Luis Fernández-Galiano 
31/05/2012


Portugal was rescued by the EU in 2011, and Spain the following year, so the two Iberian countries seem to be departing from Europe like the stone raft that Saramago imagined, breaking off from the continent as a crack opened in the Pyrenees. But that economic catastrophe, which is devastating the social fabric with the same violence as the Lisbon earthquake fractured the peninsular physical fabric two centuries and a half ago, should not affect the shared will to remain firmly anchored to the European currency and institutions. Of late, Portugal and Spain – which recovered democracy almost simultaneously, joined the European Union at the same time, and adopted the euro in unison – have experienced an architectural flourishing that is linked to the boom, and could wither if the financial, fiscal and political crisis breaks the connection with the rest of the continent.
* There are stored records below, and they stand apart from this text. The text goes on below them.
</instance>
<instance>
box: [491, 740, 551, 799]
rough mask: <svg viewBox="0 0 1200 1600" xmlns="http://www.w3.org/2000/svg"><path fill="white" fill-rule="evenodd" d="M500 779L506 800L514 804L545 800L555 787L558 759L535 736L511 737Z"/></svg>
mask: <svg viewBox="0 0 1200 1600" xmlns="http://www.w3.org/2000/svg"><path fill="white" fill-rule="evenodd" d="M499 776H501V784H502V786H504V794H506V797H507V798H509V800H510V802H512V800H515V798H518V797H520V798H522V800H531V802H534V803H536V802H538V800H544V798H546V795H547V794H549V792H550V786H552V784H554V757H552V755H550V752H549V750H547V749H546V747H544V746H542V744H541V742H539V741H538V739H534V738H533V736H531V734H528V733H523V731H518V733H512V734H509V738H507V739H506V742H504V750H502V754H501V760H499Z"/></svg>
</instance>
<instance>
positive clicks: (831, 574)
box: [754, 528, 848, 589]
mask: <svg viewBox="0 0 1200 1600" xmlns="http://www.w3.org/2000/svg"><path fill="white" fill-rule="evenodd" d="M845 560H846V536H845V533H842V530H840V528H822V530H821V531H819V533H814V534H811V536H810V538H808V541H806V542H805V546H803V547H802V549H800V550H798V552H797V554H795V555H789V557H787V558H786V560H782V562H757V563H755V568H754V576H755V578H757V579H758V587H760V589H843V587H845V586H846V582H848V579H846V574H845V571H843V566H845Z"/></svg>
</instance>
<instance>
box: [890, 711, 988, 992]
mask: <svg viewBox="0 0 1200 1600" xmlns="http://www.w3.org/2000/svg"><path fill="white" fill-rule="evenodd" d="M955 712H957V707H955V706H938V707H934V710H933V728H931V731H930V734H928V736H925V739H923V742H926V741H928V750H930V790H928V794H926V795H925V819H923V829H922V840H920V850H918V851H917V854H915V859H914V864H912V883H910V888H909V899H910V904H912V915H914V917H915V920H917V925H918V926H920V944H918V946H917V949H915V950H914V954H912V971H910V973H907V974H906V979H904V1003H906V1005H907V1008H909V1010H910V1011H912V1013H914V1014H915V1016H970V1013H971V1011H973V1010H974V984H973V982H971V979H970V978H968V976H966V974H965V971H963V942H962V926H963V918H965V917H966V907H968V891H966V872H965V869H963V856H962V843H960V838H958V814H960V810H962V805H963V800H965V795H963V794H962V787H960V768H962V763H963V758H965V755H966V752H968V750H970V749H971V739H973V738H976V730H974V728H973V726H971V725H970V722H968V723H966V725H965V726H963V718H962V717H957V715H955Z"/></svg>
This magazine published its first Portugal issue in 1994, celebrating the twentieth anniversary of the Carnation Revolution, which opened a new period for the country and for its architecture. That was a time of great optimism, with Lisbon as European Cultural Capital, busy undertaking the new works for the Universal Exposition that the city would host four years later. Now, after almost two decades, we return to a country where the economic decline and the social cuts have brought widespread unease, deepened in the case of architects, as in Spain, by the housing market collapse and the diminishing funds for public works. The country’s financial rescue took place exactly twenty-five years after it joined the European Union, so this issue happens to be both a marker of a change of cycle and an elegiac homage to the belated fruits of a fertile material and cultural period. 

Between these two monographs of AV there have been two of Arquitectura Viva, which review the period coinciding with significant events: ‘From Porto to Lisbon’ took stock in 1998 of how architectural shine moved from the Duero to the Tagus, in the context of the Expo and the global exposure of a country that would adopt the euro the following year; ‘Panoramic Portugal’ registered in 2006 a stagnation that would bring storm clouds, even though the reforming spirit expressed in the polls led to expect a quick recovery. But it never arrived, and in the current circumstances we can only hope that the exquisite material quality and formal refrain of the works published here may testify to the solidity of our shared stone raft and our common belonging to European culture, and also prompt our colleagues on the other side of the ‘dry line’ to reconquer the splendor of Portugal.